What Do Auto Accidents, PTSD, and TBI Have in Common?

The hippocampus connection.

Contrary to popular belief, the hippocampus is not a place where hippopotami go for higher learning. It is actually a seahorse-shaped structure deep within our brains that has to do with memory and emotions and is implicated in PTSD, TBI, fibromyalgia, depression and many other psychological conditions. Trauma has been shown to atrophy the hippocampi and various therapies have been shown to rehabilitate it.

A curious legal decision from the Michigan Appeals Court, Overweg v. Thomas, contained a psychologically erroneous ruling that PTSD did not reach Michigan’s threshold regarding serious impairment of a body function. Overweg involved a 2008 tragic auto accident in which a woman viewed her husband’s death. In subsequent litigation, she claimed injuries including PTSD. In order to qualify as a threshold injury in Michigan auto law in order to collect for non-economic or third party damages, the injury must result in “an objectively manifested impairment of an important body function that affects the person’s general ability to lead his or her life.”

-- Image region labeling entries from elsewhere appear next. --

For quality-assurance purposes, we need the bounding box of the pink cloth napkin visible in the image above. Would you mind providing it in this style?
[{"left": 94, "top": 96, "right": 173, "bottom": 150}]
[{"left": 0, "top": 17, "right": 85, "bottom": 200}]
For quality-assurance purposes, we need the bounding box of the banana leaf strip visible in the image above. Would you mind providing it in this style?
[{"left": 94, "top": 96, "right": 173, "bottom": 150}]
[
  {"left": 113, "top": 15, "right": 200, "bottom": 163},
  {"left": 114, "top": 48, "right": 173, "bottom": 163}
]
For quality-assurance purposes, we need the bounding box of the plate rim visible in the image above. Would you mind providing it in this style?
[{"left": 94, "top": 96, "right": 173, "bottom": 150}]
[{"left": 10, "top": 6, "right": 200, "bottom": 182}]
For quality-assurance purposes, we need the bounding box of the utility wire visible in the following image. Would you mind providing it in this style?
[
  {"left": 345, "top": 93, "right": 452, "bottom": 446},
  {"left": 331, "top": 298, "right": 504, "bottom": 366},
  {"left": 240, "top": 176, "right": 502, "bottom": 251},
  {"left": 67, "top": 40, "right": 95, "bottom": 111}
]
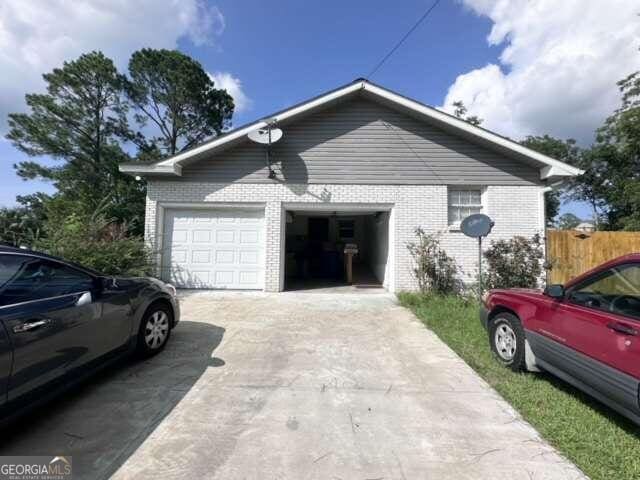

From treating auto accident patients for many years it has been my observation that PTSD is a common result of serious auto accidents. Other frequent conditions include TBIs, fibromyalgia, and major depression. All of these conditions seriously impact the ability to lead one’s life. Modern brain research has demonstrated that actual brain structures show changes in patients with these conditions. The hippocampus has been shown to have a reduce volume in PTSD and TBIs, and to be dysregulated in cases of fibromyalgia. So indeed, there is objective evidence of injury to the brain in these conditions. On a positive note, the effects on the hippocampus and other structures have been found to be reversible under specific conditions including therapy, medications and exercise.

Overweg highlights the court’s inability at times to exercise common sense when considering the impact of psychological injuries. That trauma physically alters brain structures, i.e., damages the brain, has been supported in recent years by rigorous neuroscientific advances. For victims of auto accidents involving major trauma, such nonsensical legal decisions as Overweg leaves victims further victimized by a legal system entrusted to protect them.